El único principio de “realidad” es una mujer doblada por el trabajo que barre y barre obsesivamente ese lugar lleno de hojas que caen.
A ese no-lugar llegan procesiones de dolientes que buscan sanar la herida, mujeres que necesitan un lugar para el grito, una muchacha que se incendia por la vagina y es exhibida como animal de feria para curar la impotencia masculina, una joven “punketa” llena de rencor que no se halla a sí misma, un borracho que trata inútilmente de armar el espejo roto de lo que somos, un sicario que busca sanarse de antemano del dolor que le va causar matar al otro, un indígena brujo y sanador, un travesti enamorado de un actor de cine, una viuda con un carrito lleno de fotos de desaparecidos, un papa negro lleno de oropeles, un loco que se cree Jesús y cree que hace milagros, una mujer misteriosa con un niño muerto y otra que se despoja de su propia piel. Cada tanto cruza un hombre lleno de barro y de polvo como surgido de la catástrofe.

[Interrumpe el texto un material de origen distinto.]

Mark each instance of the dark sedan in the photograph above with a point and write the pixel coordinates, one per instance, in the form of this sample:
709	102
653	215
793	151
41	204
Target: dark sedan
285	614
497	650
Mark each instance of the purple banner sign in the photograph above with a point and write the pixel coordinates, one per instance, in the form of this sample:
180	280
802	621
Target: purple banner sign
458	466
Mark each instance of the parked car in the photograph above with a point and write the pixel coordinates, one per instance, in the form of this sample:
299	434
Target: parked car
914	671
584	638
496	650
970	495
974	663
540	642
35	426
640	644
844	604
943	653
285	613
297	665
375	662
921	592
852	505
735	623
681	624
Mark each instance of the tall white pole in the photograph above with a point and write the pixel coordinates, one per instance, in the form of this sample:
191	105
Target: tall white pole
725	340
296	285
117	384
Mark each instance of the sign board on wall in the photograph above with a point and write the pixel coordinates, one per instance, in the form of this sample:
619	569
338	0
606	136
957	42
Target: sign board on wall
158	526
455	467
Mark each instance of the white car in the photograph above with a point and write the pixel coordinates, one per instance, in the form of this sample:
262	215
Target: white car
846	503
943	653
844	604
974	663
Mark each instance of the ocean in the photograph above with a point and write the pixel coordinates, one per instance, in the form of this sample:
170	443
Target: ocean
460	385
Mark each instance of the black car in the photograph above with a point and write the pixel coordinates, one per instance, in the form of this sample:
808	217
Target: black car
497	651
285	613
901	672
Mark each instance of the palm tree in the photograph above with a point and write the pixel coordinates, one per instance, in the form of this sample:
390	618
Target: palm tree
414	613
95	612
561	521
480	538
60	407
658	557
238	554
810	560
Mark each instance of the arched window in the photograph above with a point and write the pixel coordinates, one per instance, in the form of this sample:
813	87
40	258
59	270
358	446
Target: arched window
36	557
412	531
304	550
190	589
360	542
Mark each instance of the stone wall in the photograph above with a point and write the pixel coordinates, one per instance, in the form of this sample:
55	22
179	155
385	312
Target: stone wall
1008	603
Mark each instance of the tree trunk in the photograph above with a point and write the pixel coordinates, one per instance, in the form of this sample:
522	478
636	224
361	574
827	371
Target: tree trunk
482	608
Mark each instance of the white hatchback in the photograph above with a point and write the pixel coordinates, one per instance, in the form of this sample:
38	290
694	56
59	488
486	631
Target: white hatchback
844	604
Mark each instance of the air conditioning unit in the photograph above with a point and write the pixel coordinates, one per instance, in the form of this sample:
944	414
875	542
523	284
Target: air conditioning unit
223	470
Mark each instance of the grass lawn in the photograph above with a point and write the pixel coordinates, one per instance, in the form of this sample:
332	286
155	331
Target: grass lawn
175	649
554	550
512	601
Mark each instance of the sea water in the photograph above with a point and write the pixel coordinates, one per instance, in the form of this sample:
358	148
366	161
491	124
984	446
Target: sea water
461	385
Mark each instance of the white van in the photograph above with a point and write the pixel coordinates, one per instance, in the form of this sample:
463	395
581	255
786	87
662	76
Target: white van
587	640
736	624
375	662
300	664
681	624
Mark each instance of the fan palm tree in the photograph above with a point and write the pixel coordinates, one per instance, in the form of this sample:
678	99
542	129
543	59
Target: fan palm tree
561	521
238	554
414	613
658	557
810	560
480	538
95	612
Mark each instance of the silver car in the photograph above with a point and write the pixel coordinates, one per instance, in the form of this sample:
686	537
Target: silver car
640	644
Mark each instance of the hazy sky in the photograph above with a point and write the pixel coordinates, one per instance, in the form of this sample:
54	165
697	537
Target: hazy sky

El espacio-tiempo o cronotopo de Nayra quizá tenga que ver con los sombríos tiempos que vivimos, donde el arte que se niega a ser instrumento del mercado está perdiendo su lugar. Y no es solo el arte, somos todos, los artistas, los desplazados, los inconformes y los indignados. En fin, somos los habitantes de la periferia condena dos a la errancia.
La palabra hecha discurso está en boca de cuatro personajes, un profesor de astronomía, una mujer que habla y habla sin interlocución alguna sobre el inconsciente, el borracho que recita nombres y un predicador que lanza improperios contra el dedo acusador de la justicia.
Esta obra nos habla desde el fondo y desde la sombra de lo que nos está sucediendo. Estamos cabalgando en el lomo más bravo de la crisis. Y en este viaje estamos destinados a la búsqueda de los imprescindibles que nos faltan.
El teatro La Candelaria no se detiene
Este grupo emblemático del teatro colombiano se prepara para abrir su sede en el centro histórico con cuatro estrenos realizados en estos largos meses de encierro.
Las obras que se presentarán son Nayra, la memoria, dirigida originalmente por el maestro Santiago García; La historia de la soldado y el combatiente, escrita y puesta en escena por Patricia Ariza; Voces y retrasos, de Nohora González, y No estoy sola, también de Ariza.
La Candelaria es un teatro pionero en la conformación de grupo de dedicación sistemática al teatro y en la creación de obras originales de dramaturgia nacional, así como en el desarrollo de los procesos de creación colectiva.
Desde su fundación, en 1966, La Candelaria ha montado más de 100 obras. Su fundador y director fue Santiago García, un maestro del teatro colombiano y latinoamericano que dedicó su vida a este arte.